Gli Stati africani erano la maggioranza tra gli astenuti, ben 15. Il gruppo include Paesi come Etiopia, Guinea, Mozambico, Sudan, Uganda, Zimbabwe, Sudafrica, Algeria, Angola, Burundi, Centrafrica, Congo. Non deve stupire la posizione di Pretoria, pur criticata dall'Occidente, che, in nome del sostegno dell'URSS alla lotta contro l'apartheid, rivendica una posizione di non allineamento anche nel nuovo mondo che si sta scomponendo in blocchi. Anche l'Algeria, pur avendo rafforzato i legami con l'Italia per la vendita di gas, vanta rapporti solidi con Mosca per il sostegno avuto per ottenere l'indipendenza 60 anni fa. Cosi come Angola e Mozambico. Per quanto riguarda l'Etiopia, l'astensione è un allineamento al voto cinese, che ha investito molto nelle infrastrutture del gigante africano.

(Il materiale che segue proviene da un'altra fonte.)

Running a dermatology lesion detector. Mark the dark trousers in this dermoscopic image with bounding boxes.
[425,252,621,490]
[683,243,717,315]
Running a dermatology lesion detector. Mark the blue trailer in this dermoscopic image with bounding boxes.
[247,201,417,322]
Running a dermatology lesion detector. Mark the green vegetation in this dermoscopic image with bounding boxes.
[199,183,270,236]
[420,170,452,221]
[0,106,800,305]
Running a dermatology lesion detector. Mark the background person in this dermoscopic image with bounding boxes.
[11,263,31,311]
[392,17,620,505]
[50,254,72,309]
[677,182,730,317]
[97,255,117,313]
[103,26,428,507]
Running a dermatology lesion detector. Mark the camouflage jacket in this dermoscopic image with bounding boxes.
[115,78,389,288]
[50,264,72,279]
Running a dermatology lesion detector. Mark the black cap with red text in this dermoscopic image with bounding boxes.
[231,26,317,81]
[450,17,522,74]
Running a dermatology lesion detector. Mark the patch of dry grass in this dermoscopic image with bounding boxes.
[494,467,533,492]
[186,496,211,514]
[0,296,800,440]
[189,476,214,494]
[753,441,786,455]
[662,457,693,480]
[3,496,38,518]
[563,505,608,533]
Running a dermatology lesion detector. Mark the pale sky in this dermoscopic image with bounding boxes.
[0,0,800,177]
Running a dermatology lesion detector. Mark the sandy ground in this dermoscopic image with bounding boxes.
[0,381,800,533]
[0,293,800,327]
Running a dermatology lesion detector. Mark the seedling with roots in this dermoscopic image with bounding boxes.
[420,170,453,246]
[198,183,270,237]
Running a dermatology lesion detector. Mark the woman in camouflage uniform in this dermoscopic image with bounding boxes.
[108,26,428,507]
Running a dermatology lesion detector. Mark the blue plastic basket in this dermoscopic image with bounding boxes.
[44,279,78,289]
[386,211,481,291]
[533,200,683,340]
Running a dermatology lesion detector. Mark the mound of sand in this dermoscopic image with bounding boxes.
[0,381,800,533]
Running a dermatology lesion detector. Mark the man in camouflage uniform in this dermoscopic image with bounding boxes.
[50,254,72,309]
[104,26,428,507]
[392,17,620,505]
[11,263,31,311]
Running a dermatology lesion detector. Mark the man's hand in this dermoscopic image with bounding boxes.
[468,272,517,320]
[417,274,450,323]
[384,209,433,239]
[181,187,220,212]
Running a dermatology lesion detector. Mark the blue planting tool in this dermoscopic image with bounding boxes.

Più interessante la posizione del Sudan. Khartoum, oltre a essere fornitore storico di petrolio di Pechino, da mesi ospita sul proprio territorio le truppe mercenarie della Wagner, la compagnia legata al Cremlino che combatte anche in Ucraina. I capi dei mercenari russi avrebbero rapporti ben avviati con i militari sudanesi, alle prese con le dimostrazioni dei manifestanti che chiedono democrazia, ed estrarrebbero oro dalle miniere locali per finanziare, secondo la CNN, il conflitto iniziato da Mosca a febbraio 2022. Anche il Centrafrica si è astenuto perché utilizza le milizie della Wagner addirittura come guardia presidenziale. Tra i contrari, allineati alla Russia, vi sono Eritrea e Mali. Il regime nazionalcomunista di Isayas Afewerki ha ricevuto a fine gennaio la visita del ministro degli Esteri Russo Sergej Lavrov che avrebbe stretto un accordo per aprire una base militare a Massaua, porto sul Mar Rosso. Il Mali ha invece chiesto l'aiuto dei mercenari filo russi per combattere i terroristi jihadisti dopo la partenza l'anno passato delle truppe francesi in lite con la giunta militare maliana. Due scelte anti occidentali delicate perché entrambi i Paesi sono origine di importanti flussi migratori verso l'UE che Mosca potrebbe sfruttare come arma. Nel blocco che ha votato a favore della condanna dell'invasione troviamo pesi massimi come Egitto, Kenya e Nigeria e la Libia, caso interessante perché la Russia è presente con la Wagner nella Cirenaica controllata dal generale Haftar. Anche la Somalia, che in precedenza si era astenuta, ha votato la condanna dell'invasione. Segno del suo passaggio probabilmente definitivo con i governi occidentali. L'offensiva diplomatica lanciata dalla Russia, dagli Stati Uniti dei Paesi occidentali in Africa ha dunque diviso in due il continente mentre continua lo sfruttamento neocoloniale delle risorse e soprattutto la vendita degli armamenti.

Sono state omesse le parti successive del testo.